L’article R322-13 du code des procédures civiles d’exécution énonce que les créanciers qui ont inscrit leur sûreté sur l’immeuble après la publication du commandement de payer valant saisie mais avant la publication de la vente, interviennent à la procédure en déclarant leur créance, arrêtée en principal frais et intérêts échus au jour de la déclaration. A peine d’irrecevabilité, la déclaration est faite par acte d’avocat déposé au greffe du juge de l’exécution dans un délai d’un mois suivant l’inscription et est accompagnée d’une copie du titre de créance et du bordereau d’inscription et d’un état hypothécaire levé à la date de l’inscription. La déclaration est dénoncée, dans les mêmes formes ou par signification, le même jour ou le premier jour ouvrable suivant, au créancier poursuivant et au débiteur.
Mme [V] demande à la cour de déclarer recevable sa contestation de la créance déclarée par Mme [F], mais ne formule aucun moyen, ni demande à l’appui de ladite contestation.
En tout état de cause, par conclusions déposées en vue de l’audience du juge de l’exécution du 14 décembre 2023, Mme [V] s’est désistée de sa demande tendant à voir déclarer irrecevable la déclaration de créance pour non-respect du délai prescrit par l’article R 322-13 'après avoir effectué les vérifications ce jour au greffe'.
Dans ces conditions, c’est à juste titre que sa contestation ultérieure a été déclarée irrecevable par le juge de l’exécution.

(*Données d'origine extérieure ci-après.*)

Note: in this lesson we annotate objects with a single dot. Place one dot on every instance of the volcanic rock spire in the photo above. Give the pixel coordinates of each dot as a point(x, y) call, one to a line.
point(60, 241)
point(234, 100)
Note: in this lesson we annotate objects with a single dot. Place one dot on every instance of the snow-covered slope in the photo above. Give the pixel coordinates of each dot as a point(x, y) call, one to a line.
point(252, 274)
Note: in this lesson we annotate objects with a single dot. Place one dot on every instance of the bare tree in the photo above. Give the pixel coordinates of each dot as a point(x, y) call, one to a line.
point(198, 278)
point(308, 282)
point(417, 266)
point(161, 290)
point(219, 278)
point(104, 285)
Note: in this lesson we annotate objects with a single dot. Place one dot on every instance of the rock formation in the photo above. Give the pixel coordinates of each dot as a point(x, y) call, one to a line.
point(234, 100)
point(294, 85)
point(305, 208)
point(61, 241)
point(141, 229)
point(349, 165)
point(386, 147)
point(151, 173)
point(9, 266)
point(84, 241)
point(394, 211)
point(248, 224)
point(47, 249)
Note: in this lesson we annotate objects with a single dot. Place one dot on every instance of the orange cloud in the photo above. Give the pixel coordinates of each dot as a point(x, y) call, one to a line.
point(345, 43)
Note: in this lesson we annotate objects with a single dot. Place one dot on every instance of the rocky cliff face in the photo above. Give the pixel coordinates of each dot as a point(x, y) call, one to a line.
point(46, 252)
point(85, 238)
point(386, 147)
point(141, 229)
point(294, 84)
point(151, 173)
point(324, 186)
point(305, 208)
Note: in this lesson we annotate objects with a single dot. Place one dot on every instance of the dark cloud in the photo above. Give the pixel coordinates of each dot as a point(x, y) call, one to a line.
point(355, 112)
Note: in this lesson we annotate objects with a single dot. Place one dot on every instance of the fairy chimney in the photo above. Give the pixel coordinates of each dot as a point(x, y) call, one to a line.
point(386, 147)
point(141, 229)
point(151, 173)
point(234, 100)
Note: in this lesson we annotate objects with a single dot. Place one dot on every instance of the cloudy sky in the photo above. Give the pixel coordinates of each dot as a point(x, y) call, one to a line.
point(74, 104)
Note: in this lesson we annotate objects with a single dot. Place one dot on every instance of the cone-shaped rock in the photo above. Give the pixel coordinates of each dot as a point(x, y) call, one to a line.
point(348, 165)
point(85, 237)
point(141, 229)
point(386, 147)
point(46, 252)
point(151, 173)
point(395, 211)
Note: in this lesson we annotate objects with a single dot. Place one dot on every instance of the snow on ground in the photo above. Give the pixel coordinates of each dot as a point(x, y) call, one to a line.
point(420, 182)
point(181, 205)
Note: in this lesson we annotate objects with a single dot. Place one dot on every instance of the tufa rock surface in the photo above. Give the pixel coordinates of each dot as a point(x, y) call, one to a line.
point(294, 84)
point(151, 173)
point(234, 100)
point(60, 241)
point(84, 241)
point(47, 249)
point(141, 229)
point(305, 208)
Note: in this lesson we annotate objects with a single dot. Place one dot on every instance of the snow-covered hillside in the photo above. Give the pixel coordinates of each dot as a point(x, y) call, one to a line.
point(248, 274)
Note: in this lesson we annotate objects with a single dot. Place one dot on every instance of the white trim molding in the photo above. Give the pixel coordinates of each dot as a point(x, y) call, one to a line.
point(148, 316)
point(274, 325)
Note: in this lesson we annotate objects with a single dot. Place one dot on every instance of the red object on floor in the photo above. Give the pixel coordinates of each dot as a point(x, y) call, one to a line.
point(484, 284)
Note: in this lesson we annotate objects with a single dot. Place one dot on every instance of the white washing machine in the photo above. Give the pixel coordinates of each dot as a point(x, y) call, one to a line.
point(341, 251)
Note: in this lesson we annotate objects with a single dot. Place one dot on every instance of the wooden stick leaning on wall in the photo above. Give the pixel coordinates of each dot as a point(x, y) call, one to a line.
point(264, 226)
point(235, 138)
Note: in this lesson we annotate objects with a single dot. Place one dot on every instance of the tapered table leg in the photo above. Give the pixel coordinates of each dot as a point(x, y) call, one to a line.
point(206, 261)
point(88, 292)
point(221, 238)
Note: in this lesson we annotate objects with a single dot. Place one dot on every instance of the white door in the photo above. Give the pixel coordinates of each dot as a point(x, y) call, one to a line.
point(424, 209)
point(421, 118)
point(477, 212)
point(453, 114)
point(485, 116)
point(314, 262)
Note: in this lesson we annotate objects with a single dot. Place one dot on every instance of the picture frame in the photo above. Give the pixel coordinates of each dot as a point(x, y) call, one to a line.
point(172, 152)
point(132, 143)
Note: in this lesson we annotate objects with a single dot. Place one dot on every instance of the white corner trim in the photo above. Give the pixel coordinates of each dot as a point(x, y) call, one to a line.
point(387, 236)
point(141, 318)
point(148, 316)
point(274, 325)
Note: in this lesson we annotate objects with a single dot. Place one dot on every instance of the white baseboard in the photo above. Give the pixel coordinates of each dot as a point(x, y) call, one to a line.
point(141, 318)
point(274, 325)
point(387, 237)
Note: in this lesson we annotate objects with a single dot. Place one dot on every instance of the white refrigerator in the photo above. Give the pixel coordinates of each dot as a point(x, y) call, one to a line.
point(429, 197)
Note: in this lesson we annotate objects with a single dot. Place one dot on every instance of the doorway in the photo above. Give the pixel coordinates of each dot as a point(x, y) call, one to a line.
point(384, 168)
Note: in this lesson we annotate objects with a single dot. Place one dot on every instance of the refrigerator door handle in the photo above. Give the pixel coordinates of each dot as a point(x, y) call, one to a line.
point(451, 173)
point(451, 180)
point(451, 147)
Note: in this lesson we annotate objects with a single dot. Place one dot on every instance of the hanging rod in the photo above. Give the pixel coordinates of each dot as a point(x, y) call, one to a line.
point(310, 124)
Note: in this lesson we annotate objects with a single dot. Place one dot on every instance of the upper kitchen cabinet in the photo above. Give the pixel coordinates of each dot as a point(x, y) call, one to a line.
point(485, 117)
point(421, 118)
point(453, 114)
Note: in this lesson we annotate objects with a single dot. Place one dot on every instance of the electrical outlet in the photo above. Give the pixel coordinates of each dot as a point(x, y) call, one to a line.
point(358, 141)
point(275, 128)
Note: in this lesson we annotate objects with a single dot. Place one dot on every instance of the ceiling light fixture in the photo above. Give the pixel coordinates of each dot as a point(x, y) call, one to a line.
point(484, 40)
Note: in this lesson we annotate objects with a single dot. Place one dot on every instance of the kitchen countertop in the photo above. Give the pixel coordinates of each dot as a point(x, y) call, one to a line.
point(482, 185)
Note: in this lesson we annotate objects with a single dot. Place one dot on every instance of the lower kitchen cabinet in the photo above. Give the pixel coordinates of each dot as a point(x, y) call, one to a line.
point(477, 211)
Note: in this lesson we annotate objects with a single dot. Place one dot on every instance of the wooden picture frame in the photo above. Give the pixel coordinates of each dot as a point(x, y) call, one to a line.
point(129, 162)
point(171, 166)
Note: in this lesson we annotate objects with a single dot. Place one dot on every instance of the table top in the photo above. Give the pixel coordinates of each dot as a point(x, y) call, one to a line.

Il convient de confirmer le jugement qui a ordonné la subrogation de Mme [R] [F] dans les droits du créancier poursuivant, étant observé que Mme [V] ne présente aucun moyen devant la cour à l’appui de sa demande tendant à voir déclarer irrecevable la demande de subrogation formée par Mme [F].
La mesure de médiation proposée par Mme [V] ne peut être ordonnée, en l’absence d’accord de Mme [F].
Mme [V] dont le recours est rejeté est condamnée aux dépens d’appel et sa demande fondée sur l’article 700 du code de procédure civile est rejetée, par voie de conséquence.
En considération de la situation économique de Mme [V], bénéficiaire de l’aide juridictionnelle totale, la demande de Mme [F] fondée sur l’article 700 du code de procédure civile en cause d’appel est rejetée.
PAR CES MOTIFS
Statuant publiquement par arrêt mis à disposition au greffe et par défaut :
CONFIRME le jugement
Y AJOUTANT,
REJETTE la demande de médiation
RENVOIE l’affaire devant le juge de l’exécution pour fixation d’une nouvelle date d’adjudication et l’organisation des modalités de visite et de publicité
CONDAMNE Mme [V] épouse [L] aux dépens d’appel qui pourront être recouvrés par Maître Rossi, avocat, conformément aux dispositions de l’article 699 du code de procédure civile
REJETTE les demandes de Mme [V] et de Mme [F] fondées sur l’article 700 du code de procédure civile en cause d’appel.